The service has also been warrned of attempts to exploit the pandemic by online fraudsters.
The six-month delay means NHS trusts do not need to complete a cybersecurity checklist until September, by when it is hoped the numbers of patients affected by coronavirus has passed its peak.
It comes amid a separate warning by NHS Digital chief executive Sarah Wilkinson over “opportunism” by hackers and fraudsters who are attempting to exploit the chaos caused by the pandemic.
Read more on HSJ.
If they had to make that difficult decision to defer cybersecurity checks, I wish that they had not made that decision public, as it seems to only invite cybercriminals to take advantage now, when the NHS is already overtaxed and may feel that they have no choice but to pay ransom demands.

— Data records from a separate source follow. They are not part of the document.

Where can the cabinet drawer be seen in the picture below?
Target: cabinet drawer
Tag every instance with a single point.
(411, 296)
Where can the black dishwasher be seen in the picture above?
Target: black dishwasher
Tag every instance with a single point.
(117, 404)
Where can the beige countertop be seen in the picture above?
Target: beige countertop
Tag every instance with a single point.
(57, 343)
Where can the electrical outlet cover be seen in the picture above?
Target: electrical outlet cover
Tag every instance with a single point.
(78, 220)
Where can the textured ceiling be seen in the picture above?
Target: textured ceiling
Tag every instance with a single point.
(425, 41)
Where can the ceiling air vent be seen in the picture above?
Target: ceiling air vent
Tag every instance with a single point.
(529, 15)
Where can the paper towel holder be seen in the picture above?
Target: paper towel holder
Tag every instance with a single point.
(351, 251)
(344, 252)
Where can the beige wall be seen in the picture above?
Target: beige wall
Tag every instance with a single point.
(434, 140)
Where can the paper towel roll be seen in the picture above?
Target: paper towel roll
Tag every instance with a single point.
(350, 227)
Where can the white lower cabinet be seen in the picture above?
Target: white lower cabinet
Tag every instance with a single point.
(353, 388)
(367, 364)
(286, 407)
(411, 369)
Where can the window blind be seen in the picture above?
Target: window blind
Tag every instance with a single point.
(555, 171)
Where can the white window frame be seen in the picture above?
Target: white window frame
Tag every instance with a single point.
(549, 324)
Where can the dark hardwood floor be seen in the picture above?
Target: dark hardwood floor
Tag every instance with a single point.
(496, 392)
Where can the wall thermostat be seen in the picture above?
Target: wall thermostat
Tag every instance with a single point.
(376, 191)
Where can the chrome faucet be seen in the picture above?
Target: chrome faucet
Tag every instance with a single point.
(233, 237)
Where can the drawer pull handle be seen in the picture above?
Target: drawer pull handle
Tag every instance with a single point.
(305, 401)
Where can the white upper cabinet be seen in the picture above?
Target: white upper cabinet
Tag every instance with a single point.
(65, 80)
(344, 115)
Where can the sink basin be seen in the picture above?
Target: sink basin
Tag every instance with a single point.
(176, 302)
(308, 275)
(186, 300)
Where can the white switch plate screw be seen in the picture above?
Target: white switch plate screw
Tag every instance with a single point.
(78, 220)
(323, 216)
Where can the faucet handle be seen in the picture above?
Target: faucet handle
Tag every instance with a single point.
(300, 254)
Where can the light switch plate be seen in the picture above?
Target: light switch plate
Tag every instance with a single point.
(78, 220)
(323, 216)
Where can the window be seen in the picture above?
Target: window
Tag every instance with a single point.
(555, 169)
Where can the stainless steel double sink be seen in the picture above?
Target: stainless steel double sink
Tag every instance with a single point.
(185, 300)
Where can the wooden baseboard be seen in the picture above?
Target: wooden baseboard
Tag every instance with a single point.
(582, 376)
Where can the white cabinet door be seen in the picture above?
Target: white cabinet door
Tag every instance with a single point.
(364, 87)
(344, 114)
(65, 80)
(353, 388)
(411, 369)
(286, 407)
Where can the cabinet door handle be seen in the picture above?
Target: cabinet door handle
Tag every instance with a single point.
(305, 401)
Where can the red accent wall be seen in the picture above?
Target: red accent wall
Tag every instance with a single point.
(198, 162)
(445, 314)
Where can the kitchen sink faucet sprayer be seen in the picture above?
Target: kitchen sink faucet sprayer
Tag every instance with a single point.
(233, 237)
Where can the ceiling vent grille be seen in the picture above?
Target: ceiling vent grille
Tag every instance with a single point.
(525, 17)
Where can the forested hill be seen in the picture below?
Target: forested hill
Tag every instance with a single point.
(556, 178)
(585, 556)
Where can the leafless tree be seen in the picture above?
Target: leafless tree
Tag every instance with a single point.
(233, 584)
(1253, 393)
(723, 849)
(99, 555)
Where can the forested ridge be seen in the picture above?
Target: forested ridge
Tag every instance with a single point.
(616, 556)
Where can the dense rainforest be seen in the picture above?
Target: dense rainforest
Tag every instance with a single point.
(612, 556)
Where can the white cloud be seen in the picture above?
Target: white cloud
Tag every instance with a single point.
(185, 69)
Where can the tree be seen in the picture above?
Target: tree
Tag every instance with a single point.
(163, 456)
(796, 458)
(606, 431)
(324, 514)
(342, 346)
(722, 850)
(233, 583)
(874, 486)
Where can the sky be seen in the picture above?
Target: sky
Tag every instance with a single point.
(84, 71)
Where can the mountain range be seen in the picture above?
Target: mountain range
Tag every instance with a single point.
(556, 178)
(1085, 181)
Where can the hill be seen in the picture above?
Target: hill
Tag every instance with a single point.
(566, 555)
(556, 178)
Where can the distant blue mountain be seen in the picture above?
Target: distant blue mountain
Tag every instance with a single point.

Obviously, this is a terrible situation and the NHS isn’t the only healthcare system trying to cope with the pandemic with insufficient resources. But the thought of their system being brought to its knees by cybercriminals is as terrifying as the thought of the pandemic itself.
Update: Chey Cobb, retired IC Cybersecurity Chief, commented on the news report:
Thank you for the heads up. Apparently the NHS has a software tool for determining network compliance. The dead line for running this tool and sending the results has been pushed back, due to the extra workload from COVID19. The headline overstated the situation.
— Chey Cobb (@chey_cobb) March 18, 2020
Thank you for the heads up. Apparently the NHS has a software tool for determining network compliance. The dead line for running this tool and sending the results has been pushed back, due to the extra workload from COVID19. The headline overstated the situation.